Her claim that the representation made to her that the preferred stock was not salable’at par was false; and that it induced her to consent to the 1915 decree is also unfounded. It is quite apparent that the six per cent preferred which the trust owned at that time was not salable at par except as it was forced on the people who sought an interest in the corporation for reasons that would not influence purchasers in the open market.

The exchange of stock in 1915 was found by the court to be in the best interests of the trust and the only practical solution of the disposition of the preferred stock without destructive sacrifice. It can scarcely be contended then that the court had not the power to authorize the exchange. Mayall v. Mayall, 63 Minn. 511, 65 N. W. 942. Upon competent disinterested advice Mrs. Emmet consented to and requested the supplemental decree approving the transaction. The trial court found that she and the court -were fully advised of all the ramifications of the deal and of the trustees’ interest as they might be affected thereby. There is now no transcript of what was presented to the court, .but the record tends to show that it had before it the plan in detail. Mrs. Emmet’s relation to the situation was such that she could hardly be ignorant of the terms of the plan. It appears to have been formulated in a document and studied by all those interested. Further, the court found that she did not rely on representations made to her by either of the trustees but sought and obtained competent advice elsewhere. All of these findings are fully justified by the record. Obviously the transaction was in the best interests of the trust, and time has demonstrated its wisdom. The arrangement contemplated that the two women or their successors in interest would become the owners of the building clear of all superior interests except the ground lease. The building had cost $500,000 at a time when building costs were low. Their investment in it was little more than half its cost; they had a tenant which appeared to be responsible and permanent. But Mrs. Emmet argues that in 1922 the trust could have realized cash for the preferred. This seems improbable. Had not the common stockholders been loaded up with the preferred and the corporation with the obligation to dispose of it by the 1915 deal, it is altogether unlikely that they would have consented to the change in the character of the preferred which made it marketable or redeemable in cash. Mrs. Emmet herself thought the seven per cent preferred was preferable to cash.

Nor was it reprehensible for the trustees to retain the building company stock. The court justifiably found that it could not have been sold except at a price below its intrinsic value.

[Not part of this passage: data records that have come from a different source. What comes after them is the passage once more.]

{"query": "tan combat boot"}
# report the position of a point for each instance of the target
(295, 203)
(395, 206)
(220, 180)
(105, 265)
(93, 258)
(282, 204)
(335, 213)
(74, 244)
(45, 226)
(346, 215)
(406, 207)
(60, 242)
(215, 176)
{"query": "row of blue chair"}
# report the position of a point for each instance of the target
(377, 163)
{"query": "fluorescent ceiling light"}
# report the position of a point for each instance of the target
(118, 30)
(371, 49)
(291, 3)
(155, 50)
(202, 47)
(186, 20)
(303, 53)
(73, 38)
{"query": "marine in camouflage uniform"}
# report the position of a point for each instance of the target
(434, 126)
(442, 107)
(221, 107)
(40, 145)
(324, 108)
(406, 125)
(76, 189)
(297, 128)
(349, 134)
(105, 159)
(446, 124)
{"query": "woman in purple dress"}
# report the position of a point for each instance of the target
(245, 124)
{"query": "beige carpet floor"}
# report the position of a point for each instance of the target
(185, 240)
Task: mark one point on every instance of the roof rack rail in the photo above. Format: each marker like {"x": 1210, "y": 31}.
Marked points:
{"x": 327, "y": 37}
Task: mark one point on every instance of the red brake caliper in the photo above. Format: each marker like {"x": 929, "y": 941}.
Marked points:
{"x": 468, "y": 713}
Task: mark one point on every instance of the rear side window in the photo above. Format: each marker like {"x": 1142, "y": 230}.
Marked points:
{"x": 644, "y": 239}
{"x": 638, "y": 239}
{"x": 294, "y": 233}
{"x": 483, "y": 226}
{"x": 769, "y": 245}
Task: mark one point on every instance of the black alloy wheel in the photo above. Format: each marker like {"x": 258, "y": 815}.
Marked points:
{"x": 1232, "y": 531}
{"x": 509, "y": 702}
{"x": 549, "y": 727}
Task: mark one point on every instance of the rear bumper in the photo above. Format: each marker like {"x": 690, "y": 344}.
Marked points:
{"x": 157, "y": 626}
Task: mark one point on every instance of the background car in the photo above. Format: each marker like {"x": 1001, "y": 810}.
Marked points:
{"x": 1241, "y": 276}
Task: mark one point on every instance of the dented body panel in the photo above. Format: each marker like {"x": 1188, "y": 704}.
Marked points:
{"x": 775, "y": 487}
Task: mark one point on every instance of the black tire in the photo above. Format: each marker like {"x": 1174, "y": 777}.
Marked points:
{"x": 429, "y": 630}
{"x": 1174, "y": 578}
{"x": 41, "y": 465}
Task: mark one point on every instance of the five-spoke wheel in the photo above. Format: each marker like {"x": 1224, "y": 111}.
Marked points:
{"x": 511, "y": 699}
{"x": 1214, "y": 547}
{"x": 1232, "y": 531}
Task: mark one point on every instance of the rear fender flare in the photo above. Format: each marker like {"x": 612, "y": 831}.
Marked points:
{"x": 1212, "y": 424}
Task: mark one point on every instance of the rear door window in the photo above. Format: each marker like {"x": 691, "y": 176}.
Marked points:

By our disposition of the preceding questions it necessarily follows that the other questions discussed by appellants are disposed of against them or become immaterial. We may say that we are impressed by the record with the fairness of the trustees’ conduct toward Mrs. Emmet. Mr. Gordon was evidently moved by sincere consideration for her best interests and was even so generous toward her as to give her a large share of the fees allowed him as trustee.

The orders appealed from are affirmed.